The machomen were allegedly acting on behalf of a businessman, Dr Kwaku Frimpong (also known as Champion), in the takeover of a disputed building where the traders operated.
The scene was one of commotion, and when the police arrived there, the well-built men had fled but the over 40 traders, wearing red armbands and headgear were demonstrating to register their displeasure with their forcible ejection.
According to the traders, the takeover was undertaken without recourse to a contract they had with the original landlord, Nana Frimpong Anokye Ababio, the Omanhene of the Agona Traditional Area.
Dr Frimpong is claiming ownership of the building, Number OTB 105 Adum.
Dr Frimpong, the owner of a number of businesses, including the Champion Divine Clinic, secured a High Court judgement on August 18, 2014 to take over the facility and followed it up with an ejection notice to occupants on May 19, 2017.
Apparently shocked by the turn of events and how the businessman got hold of his documents, the landlord, in a joint suit with the tenants through their lawyer, Asante-Krobea of Sekyere and Associates, appealed against the High Court decision.

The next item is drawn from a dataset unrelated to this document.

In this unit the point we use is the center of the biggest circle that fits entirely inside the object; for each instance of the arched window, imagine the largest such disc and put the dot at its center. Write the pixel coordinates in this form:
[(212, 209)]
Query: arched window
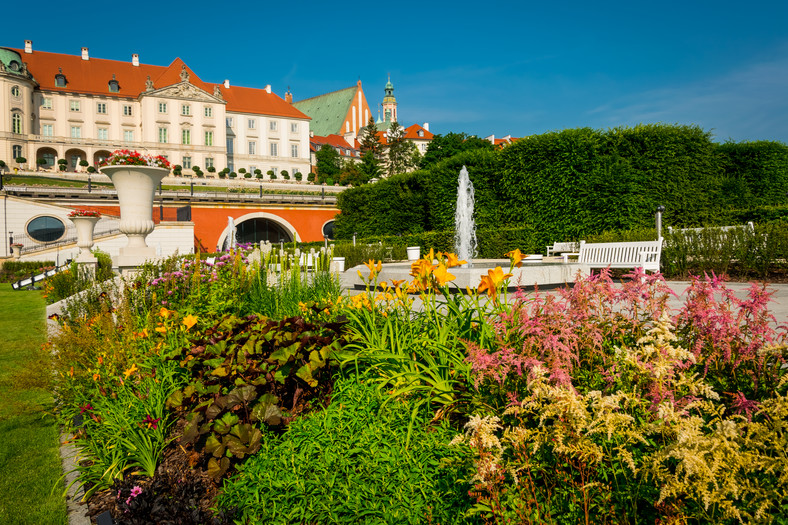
[(16, 123), (46, 229)]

According to the ruling, a copy of which the Daily Graphic has, on July 18, 2017, the Supreme Court, in a unanimous decision by Justices Y. Appau, P. Baffoe-Bonnie, William A. Atuguba, A. A. Bennin and G. Pwamang, quashed the High Court ruling because it was not properly executed.
The traders were asked to reopen their shops and the barricade placed by Dr Frimpong and his team removed.
The lawyer for the traders subsequently wrote to the court, the Ashanti Regional Police Command, the Manhyia Palace and the Regional Minister’s office, notifying them about looming danger if Dr Frimpong continued to prevent the traders from occupying the facility.
Despite a warning by the Regional Police Command that anyone apart from the shop owners and the landlord seen at the facility would be charged for contempt, the machomen persistently prevented the traders from occupying the building.
Subsequently, when the traders decided to vent their spleen on the machomen and reopen their shops, the well-built men ‘vanished’ before the traders could mobilise.
As a result, there is heavy police presence in the densely populated trading centre to maintain law and order.